More Like This (mlt) vs query_string or multi_match

classic Classic list List threaded Threaded
4 messages Options
Reply | Threaded
Open this post in threaded view
|

More Like This (mlt) vs query_string or multi_match

Mike
What is the difference between mlt and query_string/multi_match queries?

Besides the fact that query_string goes through the query parsing process, I don't see how More Like This differs from these 2 query types.  All 3 of them allow me to specify multiple fields to search against, and boost the fields differently.  Am I missing something that mlt does differently for scoring under the covers which query_string and multi_match do differently?

--
 
 
Reply | Threaded
Open this post in threaded view
|

Re: More Like This (mlt) vs query_string or multi_match

Anil Rhemtulla
Still learning about all this myself, but I do know the MLT is quite different as it looks at terms in the source document instead of a a query_string which would only search on a few words of the document (assuming you have a non-trivial document).

This might help:
http://cephas.net/blog/2008/03/30/how-morelikethis-works-in-lucene/




On Friday, December 7, 2012 2:24:54 PM UTC-8, Mike wrote:
What is the difference between mlt and query_string/multi_match queries?

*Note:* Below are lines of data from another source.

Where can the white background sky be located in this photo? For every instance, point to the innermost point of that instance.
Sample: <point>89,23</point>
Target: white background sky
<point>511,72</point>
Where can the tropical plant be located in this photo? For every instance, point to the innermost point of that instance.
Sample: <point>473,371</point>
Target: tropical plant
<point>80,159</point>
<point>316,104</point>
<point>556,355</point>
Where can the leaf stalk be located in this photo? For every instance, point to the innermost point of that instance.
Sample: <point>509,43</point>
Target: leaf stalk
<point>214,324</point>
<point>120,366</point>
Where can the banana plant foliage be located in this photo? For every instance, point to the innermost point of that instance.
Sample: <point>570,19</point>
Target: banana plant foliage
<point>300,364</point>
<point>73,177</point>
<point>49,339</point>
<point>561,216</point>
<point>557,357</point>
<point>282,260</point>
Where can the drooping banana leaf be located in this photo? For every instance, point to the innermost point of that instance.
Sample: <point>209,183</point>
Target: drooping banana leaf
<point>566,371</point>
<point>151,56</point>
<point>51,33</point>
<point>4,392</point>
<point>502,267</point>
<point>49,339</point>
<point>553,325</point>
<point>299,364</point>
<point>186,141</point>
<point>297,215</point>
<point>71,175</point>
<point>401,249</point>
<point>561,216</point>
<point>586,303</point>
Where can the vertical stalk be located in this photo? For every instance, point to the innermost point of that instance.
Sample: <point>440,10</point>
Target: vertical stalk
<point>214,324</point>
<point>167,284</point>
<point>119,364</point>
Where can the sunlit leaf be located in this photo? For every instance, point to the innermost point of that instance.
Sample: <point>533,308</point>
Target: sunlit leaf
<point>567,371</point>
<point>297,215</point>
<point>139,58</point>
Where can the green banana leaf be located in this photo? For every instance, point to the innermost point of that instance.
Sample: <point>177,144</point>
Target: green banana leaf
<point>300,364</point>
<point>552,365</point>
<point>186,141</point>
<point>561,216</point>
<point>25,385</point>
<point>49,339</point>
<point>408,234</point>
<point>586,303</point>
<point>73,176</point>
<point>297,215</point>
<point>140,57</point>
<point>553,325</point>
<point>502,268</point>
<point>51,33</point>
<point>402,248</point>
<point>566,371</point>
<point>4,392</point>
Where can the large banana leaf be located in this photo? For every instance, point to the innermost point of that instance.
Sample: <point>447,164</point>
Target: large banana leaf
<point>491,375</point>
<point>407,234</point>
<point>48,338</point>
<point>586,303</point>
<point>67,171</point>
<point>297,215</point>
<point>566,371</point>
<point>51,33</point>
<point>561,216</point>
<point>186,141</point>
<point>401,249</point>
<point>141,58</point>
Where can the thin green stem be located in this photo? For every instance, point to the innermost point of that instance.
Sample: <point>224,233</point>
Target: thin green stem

Besides the fact that query_string goes through the query parsing process, I don't see how More Like This differs from these 2 query types.  All 3 of them allow me to specify multiple fields to search against, and boost the fields differently.  Am I missing something that mlt does differently for scoring under the covers which query_string and multi_match do differently?

--
 
 
Reply | Threaded
Open this post in threaded view
|

Re: More Like This (mlt) vs query_string or multi_match

Mike
So are you saying that MLT used tf*idf for relevance scoring, while query_string & multi_match just check for the existance of the terms like in a boolean query for scoring?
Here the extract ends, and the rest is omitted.